I feel really weird you guys.
So why did I keep buying Gran Turismo games? Perfectly valid question, and the answer is this: I like Playstation controllers, and I like cars, and therefore Polyphony has me by the balls. I used to be able to defend Gran Turismo to Forza players and actually feel like I had an argument. But ten years later, I know exactly how George W. Bush's constituency feels. Or at least how they should feel.
So I load Race '07, and I'm like,
"Ahem, um, I'd like to drive a car please?"
"That's what we do."
"So how many hours of bullshit am I going to have to go through?"
"Sir?"
"You know, content I paid for locked behind what should be a tutorial, that kind of thing."
"Sir this is a racing game."
"Well yeah I know but... Wait, can I drive a car now?"
"Wouldn't be much of a racing game if you couldn't."
"I mean a fast one, a fast car."
"We don't have slow ones."
"Wait a minute, I've seen this scam before. Lemme guess, you'll let me drive one or two of your cars but if I want the whole selection I have to jump through the hoops, right?"
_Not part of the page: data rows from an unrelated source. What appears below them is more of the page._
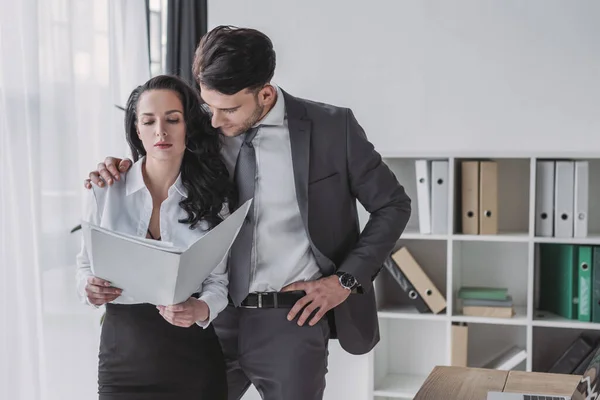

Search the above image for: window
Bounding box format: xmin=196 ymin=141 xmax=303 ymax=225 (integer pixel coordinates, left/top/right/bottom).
xmin=148 ymin=0 xmax=168 ymax=76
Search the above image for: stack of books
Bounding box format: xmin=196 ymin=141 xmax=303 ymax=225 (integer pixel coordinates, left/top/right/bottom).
xmin=458 ymin=286 xmax=514 ymax=318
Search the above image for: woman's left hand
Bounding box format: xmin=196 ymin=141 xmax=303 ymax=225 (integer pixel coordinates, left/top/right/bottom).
xmin=157 ymin=297 xmax=209 ymax=328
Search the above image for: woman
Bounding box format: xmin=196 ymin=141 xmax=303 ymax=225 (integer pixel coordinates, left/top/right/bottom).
xmin=76 ymin=75 xmax=234 ymax=399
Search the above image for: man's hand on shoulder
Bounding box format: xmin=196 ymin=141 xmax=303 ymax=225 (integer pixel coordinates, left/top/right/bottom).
xmin=84 ymin=157 xmax=132 ymax=189
xmin=282 ymin=275 xmax=352 ymax=327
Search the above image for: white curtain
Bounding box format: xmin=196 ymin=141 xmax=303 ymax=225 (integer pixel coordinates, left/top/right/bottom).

"Sir if you want the whole selection, you click 'Select car'."
"I probably shouldn't be driving right now. I'm so god damn dizzy, I don't know why."
I pick a car and a course at random. The car is fast, and it actually feels fast. There's a little heads up display letting me know when a tight corner is coming up. The game's physics are sacrificing reality to help me hold traction in corners, but I don't care. You know why? Because it's fun. It's funnnnn-na.
In a world where you either have Gran Turismo, "Life sucks, play our fucking game you shit." or Mario Kart, "Actually driving is too hard, so we made a button that automatically lets you drift perfectly. After that, races are a dice roll," it's really really nice to discover a reasonable compromise that isn't no-practice-mode-for-some-god-damn-reason-also-this-was-built-on-a-rally-game-engine-so-hope-you-enjoy-getting-dicked-by-corners GRID.
I'm looking at my stream of consciousness rage about Gran Turismo, and I'm reminded of a certain reality show called Intervention. People see the people they love dearly throwing away their potential, making stupid self destructive decisions that they, as non-addicts, just don't understand. I guess that means in spite of everything, I still love Gran Turismo. (I also love Mario Kart. Sorry you got dragged into this Karty.)
Race '07 is less full featured than Gran Turismo, but as I've discussed most of those features feel like obstacles. It doesn't have as many cars, but they're all at the same resolution (oh yeah, add that to the bullshit list on GT5) and they're all available at the start. As Dara O'Briain would say, "I unlocked it in the shop with my credit card"
Finally. Finally, finally, finally. We have a game that takes racing seriously but isn't an exercise in self-flagellation. And it's called Speed Freaks. Wait... is that right? Man, you ever feel weird?